Twain saves his most depressed commentary on empire for the journey through the Holy Land, which he constantly sees as a tomb, depopulated and abandoned. (Now I know that some ink has been spilled over these descriptions in respect to the Arab-Israeli conflict. The suggestion has been made, I forgot by whom, that Palestinians are an invented people. That Twain saw so few of them in the 1867 suggests that they were not true occupiers of the region. According to my reading, the region was sparsely populated by a diverse group of people,—“particularly uncomely Jews, Arabs, and negroes”— but I will let the experts go at it). The vision of an impoverished and devastated “Holy Land” is clearest in his descriptions of Magdala, full of “vermin-tortured vagabonds,” beggars, and the crippled. It seems Jesus checked out before he completed his task. These places where which were more “wild” in the sense of being untamed by profit motif are easily seen by tourists as backward and dangerous.

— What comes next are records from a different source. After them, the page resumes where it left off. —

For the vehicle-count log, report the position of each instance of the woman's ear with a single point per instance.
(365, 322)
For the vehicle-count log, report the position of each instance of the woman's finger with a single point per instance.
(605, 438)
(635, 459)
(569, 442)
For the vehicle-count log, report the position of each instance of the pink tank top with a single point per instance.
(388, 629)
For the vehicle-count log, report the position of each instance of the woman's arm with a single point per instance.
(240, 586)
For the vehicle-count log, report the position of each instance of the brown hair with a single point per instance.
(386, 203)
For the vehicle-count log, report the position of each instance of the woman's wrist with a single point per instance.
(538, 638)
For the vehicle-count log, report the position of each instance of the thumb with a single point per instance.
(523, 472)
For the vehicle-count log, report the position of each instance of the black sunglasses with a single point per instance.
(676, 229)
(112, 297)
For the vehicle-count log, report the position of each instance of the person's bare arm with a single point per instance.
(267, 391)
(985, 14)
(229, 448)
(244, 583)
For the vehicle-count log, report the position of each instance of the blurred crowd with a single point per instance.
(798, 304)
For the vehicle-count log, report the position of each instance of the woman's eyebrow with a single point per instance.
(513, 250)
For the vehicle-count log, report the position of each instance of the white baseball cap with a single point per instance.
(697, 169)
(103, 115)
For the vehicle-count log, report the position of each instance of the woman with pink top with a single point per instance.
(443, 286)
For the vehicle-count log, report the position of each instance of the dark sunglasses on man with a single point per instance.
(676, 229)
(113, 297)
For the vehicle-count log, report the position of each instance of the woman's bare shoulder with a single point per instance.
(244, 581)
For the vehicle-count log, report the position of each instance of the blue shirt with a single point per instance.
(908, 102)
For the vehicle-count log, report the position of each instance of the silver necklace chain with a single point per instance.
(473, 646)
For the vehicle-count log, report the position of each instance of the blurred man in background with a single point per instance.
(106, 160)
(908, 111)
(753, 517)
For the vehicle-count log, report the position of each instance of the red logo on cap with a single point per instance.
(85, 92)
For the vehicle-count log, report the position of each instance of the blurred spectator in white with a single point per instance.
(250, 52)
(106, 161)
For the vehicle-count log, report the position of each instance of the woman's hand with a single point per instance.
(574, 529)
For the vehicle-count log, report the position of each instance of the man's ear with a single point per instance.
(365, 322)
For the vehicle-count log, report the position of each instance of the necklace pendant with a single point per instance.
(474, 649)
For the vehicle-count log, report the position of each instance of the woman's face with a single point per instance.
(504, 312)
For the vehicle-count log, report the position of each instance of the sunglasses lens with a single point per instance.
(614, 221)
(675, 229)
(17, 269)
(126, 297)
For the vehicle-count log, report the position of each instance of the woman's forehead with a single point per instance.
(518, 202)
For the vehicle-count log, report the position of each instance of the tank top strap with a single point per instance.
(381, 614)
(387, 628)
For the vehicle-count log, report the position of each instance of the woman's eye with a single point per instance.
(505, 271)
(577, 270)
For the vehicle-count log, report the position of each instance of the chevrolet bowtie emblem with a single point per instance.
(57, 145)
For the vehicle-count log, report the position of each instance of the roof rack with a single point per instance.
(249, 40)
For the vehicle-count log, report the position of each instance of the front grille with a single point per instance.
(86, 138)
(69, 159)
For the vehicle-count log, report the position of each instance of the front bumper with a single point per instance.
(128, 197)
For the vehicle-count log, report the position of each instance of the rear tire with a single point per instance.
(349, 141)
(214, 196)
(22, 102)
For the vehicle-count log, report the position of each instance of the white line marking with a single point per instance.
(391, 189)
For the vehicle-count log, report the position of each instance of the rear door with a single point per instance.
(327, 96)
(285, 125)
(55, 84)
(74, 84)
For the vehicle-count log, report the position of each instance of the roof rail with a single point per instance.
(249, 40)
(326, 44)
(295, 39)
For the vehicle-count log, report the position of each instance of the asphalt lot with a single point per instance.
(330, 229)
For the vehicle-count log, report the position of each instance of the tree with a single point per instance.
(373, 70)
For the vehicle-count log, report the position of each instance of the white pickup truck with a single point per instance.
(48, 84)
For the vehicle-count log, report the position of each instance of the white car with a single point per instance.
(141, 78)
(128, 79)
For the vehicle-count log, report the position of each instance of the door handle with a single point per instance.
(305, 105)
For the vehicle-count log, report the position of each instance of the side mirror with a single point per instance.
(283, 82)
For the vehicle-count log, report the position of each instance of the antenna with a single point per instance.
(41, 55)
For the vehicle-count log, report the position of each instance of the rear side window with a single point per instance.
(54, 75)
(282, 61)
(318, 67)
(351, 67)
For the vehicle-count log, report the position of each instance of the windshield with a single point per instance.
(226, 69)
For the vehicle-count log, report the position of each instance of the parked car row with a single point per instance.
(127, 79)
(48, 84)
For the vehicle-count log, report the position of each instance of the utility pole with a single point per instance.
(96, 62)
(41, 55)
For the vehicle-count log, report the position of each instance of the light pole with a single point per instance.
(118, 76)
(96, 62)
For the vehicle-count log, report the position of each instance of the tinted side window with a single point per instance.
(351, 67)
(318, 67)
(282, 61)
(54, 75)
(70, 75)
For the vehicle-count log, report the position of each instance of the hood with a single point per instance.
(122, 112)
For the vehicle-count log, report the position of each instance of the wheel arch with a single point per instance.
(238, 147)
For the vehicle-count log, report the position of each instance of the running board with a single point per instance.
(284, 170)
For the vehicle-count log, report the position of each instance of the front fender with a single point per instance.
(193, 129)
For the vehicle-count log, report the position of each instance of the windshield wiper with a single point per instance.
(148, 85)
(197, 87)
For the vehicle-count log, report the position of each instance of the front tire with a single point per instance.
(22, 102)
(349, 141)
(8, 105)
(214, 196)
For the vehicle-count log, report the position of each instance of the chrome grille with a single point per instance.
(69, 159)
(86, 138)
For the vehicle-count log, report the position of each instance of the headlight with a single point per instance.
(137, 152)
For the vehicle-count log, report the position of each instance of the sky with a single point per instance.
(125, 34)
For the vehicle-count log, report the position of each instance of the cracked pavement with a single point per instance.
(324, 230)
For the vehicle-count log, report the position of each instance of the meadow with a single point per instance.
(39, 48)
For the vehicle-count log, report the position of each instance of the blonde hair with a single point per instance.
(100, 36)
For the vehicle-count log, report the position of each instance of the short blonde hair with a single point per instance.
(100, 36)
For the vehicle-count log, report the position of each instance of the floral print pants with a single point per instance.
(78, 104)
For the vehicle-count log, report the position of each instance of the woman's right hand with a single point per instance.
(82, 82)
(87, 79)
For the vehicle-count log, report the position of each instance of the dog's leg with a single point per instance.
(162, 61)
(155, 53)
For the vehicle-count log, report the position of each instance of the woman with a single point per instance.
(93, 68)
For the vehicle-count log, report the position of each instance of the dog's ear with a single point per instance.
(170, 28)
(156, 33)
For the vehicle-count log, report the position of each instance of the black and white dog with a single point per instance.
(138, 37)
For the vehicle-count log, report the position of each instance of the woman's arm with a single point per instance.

I found the most powerful moments in this book to be Twain’s often sad commentary on the fate of empires and the relationship of a forward thinking people without history to the past. I am reminded suddenly of the Chinese tourist who defaced an Egyptian artifact. Such a crime is only possible from someone who has lost all connection to their own past and is thus unable to respect the past of the others. But how is it better to fetishize the past? In any case, the defacement of the Egyptian tombs started when they were opened up to tourists, not when the Chinese youth took out his carving knife.